In one of my previous posts about adding transitional style to any room, one of the five main elements I addressed was texture.  Texture is essential to adding visual interest to a room of any style - not just transitional.  It can be achieved by varying textures of fabrics on throw pillows, curtains, rugs, blankets, etc.  What I didn’t mention was adding texture to your walls!  Think outside the box - this isn’t simply the texture already on your drywall - it’s adding architectural details to your wall.  This can be done in so many ways.  Shiplap and board and batten are crazy popular right now - but you’ll also find brick and other natural stone, wood beams, stucco, tile from floor to ceiling… just to name a few.  

If you take the time to look, you’ll notice these details are in almost every picture you look at in a home decor magazine or catalogue.  Rarely do you ever see a room that simply has painted walls.  These architectural details are hardly ever the main focal point of the room, so often times they’re overlooked.   However, if you start imagining the room without those subtle (or not so subtle) architectural details, you’ll realize that the entire look and feel of the room would be dramatically different… and probably very boring.  Adding architectural details to a room is an instant way to elevate its style.  Let me highlight a few of my favorites for you and see if you agree.

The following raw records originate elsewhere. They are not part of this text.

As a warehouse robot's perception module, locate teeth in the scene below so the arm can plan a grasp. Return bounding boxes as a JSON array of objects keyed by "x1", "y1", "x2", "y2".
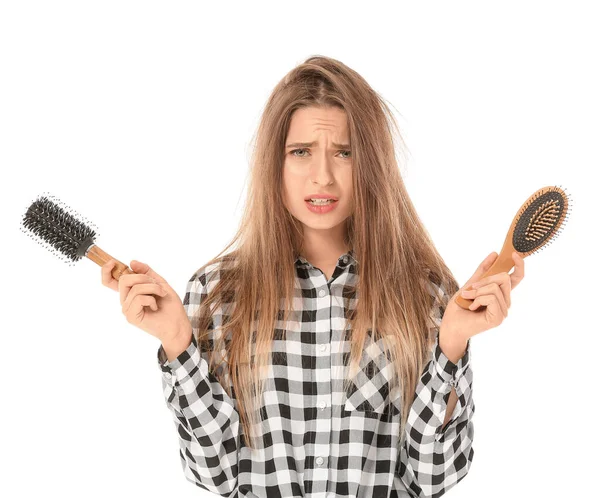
[{"x1": 309, "y1": 199, "x2": 334, "y2": 205}]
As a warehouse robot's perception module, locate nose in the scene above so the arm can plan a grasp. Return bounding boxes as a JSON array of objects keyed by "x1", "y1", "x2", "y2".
[{"x1": 311, "y1": 150, "x2": 333, "y2": 185}]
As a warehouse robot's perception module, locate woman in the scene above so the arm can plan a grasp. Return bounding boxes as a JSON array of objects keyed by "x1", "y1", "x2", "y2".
[{"x1": 102, "y1": 56, "x2": 523, "y2": 498}]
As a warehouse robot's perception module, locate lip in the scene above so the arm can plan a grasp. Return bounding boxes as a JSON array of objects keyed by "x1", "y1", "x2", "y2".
[
  {"x1": 304, "y1": 194, "x2": 338, "y2": 201},
  {"x1": 304, "y1": 201, "x2": 337, "y2": 214}
]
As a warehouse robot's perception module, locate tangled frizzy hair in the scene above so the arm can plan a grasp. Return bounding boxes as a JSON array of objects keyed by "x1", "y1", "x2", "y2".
[{"x1": 196, "y1": 55, "x2": 459, "y2": 448}]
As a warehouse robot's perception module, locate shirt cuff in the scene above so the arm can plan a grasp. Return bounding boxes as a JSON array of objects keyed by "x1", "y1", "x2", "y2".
[
  {"x1": 156, "y1": 334, "x2": 207, "y2": 387},
  {"x1": 433, "y1": 332, "x2": 471, "y2": 387}
]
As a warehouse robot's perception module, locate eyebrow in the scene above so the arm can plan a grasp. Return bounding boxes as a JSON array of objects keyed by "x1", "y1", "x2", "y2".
[{"x1": 285, "y1": 142, "x2": 350, "y2": 149}]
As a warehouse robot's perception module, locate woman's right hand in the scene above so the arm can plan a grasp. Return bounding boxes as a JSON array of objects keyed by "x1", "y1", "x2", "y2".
[{"x1": 101, "y1": 259, "x2": 192, "y2": 344}]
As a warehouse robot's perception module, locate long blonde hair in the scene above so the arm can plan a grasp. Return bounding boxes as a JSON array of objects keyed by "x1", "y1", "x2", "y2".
[{"x1": 195, "y1": 56, "x2": 459, "y2": 448}]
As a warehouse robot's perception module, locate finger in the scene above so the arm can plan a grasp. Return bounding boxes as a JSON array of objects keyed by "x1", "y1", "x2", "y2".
[
  {"x1": 119, "y1": 273, "x2": 162, "y2": 305},
  {"x1": 469, "y1": 292, "x2": 508, "y2": 324},
  {"x1": 510, "y1": 251, "x2": 525, "y2": 289},
  {"x1": 473, "y1": 272, "x2": 512, "y2": 308},
  {"x1": 464, "y1": 252, "x2": 498, "y2": 289},
  {"x1": 471, "y1": 275, "x2": 510, "y2": 316},
  {"x1": 130, "y1": 259, "x2": 165, "y2": 282},
  {"x1": 122, "y1": 294, "x2": 158, "y2": 320},
  {"x1": 100, "y1": 259, "x2": 117, "y2": 289}
]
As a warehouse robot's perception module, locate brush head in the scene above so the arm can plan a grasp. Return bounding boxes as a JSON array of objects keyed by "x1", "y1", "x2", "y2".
[
  {"x1": 512, "y1": 186, "x2": 571, "y2": 254},
  {"x1": 21, "y1": 194, "x2": 99, "y2": 263}
]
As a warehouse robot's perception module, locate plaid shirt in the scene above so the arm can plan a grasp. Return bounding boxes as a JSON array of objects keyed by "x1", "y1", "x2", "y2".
[{"x1": 157, "y1": 250, "x2": 475, "y2": 498}]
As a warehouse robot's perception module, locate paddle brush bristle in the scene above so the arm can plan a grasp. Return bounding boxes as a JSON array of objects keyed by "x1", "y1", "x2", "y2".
[{"x1": 21, "y1": 194, "x2": 98, "y2": 263}]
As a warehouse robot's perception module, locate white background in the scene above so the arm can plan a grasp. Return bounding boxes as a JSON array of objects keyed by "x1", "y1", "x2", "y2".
[{"x1": 0, "y1": 0, "x2": 600, "y2": 498}]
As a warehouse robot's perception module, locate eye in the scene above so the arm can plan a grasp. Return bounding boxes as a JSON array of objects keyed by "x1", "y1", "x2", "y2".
[
  {"x1": 290, "y1": 149, "x2": 351, "y2": 159},
  {"x1": 290, "y1": 149, "x2": 307, "y2": 157}
]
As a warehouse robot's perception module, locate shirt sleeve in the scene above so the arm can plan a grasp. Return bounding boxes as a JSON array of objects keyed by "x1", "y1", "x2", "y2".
[
  {"x1": 398, "y1": 278, "x2": 475, "y2": 498},
  {"x1": 157, "y1": 274, "x2": 240, "y2": 496}
]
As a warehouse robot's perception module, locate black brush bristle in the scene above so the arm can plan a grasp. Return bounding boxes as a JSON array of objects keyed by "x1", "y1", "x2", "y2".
[
  {"x1": 21, "y1": 194, "x2": 98, "y2": 262},
  {"x1": 512, "y1": 187, "x2": 572, "y2": 253}
]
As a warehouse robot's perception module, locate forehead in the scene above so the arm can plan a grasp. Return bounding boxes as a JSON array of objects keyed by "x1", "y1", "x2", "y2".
[{"x1": 288, "y1": 107, "x2": 348, "y2": 135}]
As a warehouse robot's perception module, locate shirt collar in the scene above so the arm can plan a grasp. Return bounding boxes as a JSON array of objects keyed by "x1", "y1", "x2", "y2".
[{"x1": 295, "y1": 249, "x2": 356, "y2": 268}]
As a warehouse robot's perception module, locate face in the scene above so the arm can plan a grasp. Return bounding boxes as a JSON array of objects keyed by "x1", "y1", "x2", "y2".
[{"x1": 283, "y1": 107, "x2": 353, "y2": 241}]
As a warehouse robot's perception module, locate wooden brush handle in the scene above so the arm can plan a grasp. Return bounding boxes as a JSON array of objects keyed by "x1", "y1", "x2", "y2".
[
  {"x1": 454, "y1": 231, "x2": 527, "y2": 311},
  {"x1": 85, "y1": 244, "x2": 135, "y2": 280}
]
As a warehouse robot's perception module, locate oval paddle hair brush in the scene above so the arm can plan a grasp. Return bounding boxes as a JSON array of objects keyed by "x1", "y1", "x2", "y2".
[
  {"x1": 454, "y1": 186, "x2": 571, "y2": 309},
  {"x1": 21, "y1": 194, "x2": 134, "y2": 280}
]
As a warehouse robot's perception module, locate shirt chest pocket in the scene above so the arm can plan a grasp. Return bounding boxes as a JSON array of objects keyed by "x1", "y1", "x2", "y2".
[{"x1": 344, "y1": 338, "x2": 398, "y2": 413}]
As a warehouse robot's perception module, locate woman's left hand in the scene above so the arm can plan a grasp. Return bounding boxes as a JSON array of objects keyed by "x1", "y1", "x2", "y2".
[{"x1": 440, "y1": 252, "x2": 525, "y2": 341}]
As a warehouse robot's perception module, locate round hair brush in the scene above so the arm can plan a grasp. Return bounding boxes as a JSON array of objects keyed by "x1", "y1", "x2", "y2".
[
  {"x1": 21, "y1": 194, "x2": 134, "y2": 280},
  {"x1": 455, "y1": 186, "x2": 571, "y2": 309}
]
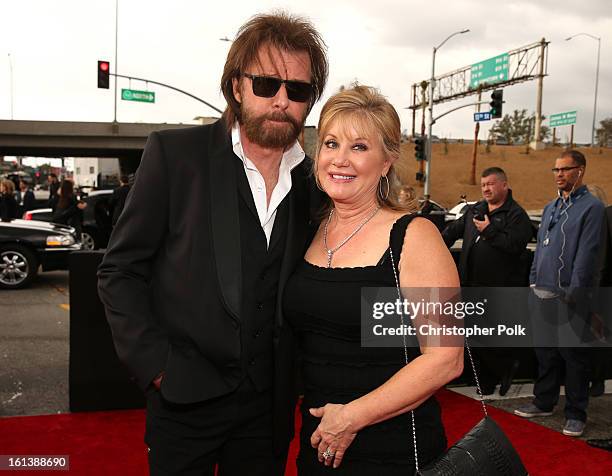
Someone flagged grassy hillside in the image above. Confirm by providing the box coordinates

SHIPLAP - Shiplap is a huge trend in the design world right now thanks to Joanna Gaines of Fixer Upper.  Typically, shiplap is made up of strips of wood laid horizontally on a wall from floor to ceiling and is painted white.  Obviously there are a zillion variations of this - vertical planks, shiplap painted other than white, shiplap that only extends a portion of the wall.  It also looks great in many different decor styles - from modern to farmhouse and just about everything in between.  Along with the endless variations of shiplap come endless tutorials on Pinterest on materials that can be used to create the look and endless ways to install it.  

We put shiplap in my daughter’s nursery several years ago (before anyone had ever heard of Joanna Gaine’s, thank you very much - ha!).  I loved the style it added to that house so it was a ‘must-have’ in our current house.  We have it wrapping around three walls on our main level of this house, and if my hubs would just agree to it, we’d have it on many more!  I love the detail it adds to our entryway and kitchen.  

BOARD AND BATTEN - Another similar architectural detail that can be added to your wall is board and batten.  The term is used because the look is created with flat boards placed against the wall and batten (small strips of wood) used to cover the seams.  The layout is only limited to your imagination, but they are generally used on the bottom portion of your wall, but there are other really beautiful ways to use it as well - one way being a grid on a focal wall.  Board and batten adds a level of craftsmanship to a space that is hard to beat.

WAINSCOTING and BEADBOARD - These are two words that are used interchangeable, but technically are not the same thing.  Feel free to google the difference if you care to know, but for the sake of this post, I’m going to count them as the same thing because they are so similar in looks from afar.  They both come in large, grooved sheets and need to be trimmed out on the top and bottom.  These are probably one of my least favorite ways of adding architectural detail right now simply because they were in the height of their glory years ago and now wider planks of wood seem to steal the show.  However, I DO still really like the looks of them on a ceiling!  Here are a couple of my examples I came across that I do really like.

unknown via  Pinterest

unknown via Pinterest

BRICK and NATURAL STONE - Brick and natural stone seem to be timeless.  Anytime you can bring nature indoors it seems to bring warmth and balance to a room.  I am a long time lover of brick both outside and inside the house.  We had brick installed in our previous kitchen and it quickly became one of my favorite features of the house and it did a great job of making our house feel different from every other cookie-cutter house on the block.  

Ozarchitects via  Studio McGee

Ozarchitects via Studio McGee

WOOD BEAMS - This is a trend that seems to come and go, but right now it’s definitely the thing.  This architectural detail seems to be a bit more specific in the ways that it can be pulled off well.  Most of the time they are used in larger rooms with tall ceilings.  I’m sure they can be successfully pulled off in smaller rooms, but it certainly could make a small room feel even smaller since it visually lowers the ceiling by several inches.  When done right, however, they are stunning!

So, do I have you convinced?  Architectural details are subtle but are one of the things that can take a room from blah to totally unique and beautiful.  They help to define a space and add texture and character to enhance the overall aesthetic of a room... and give your other beautiful pieces a chance to shine in a way that they wouldn’t have otherwise.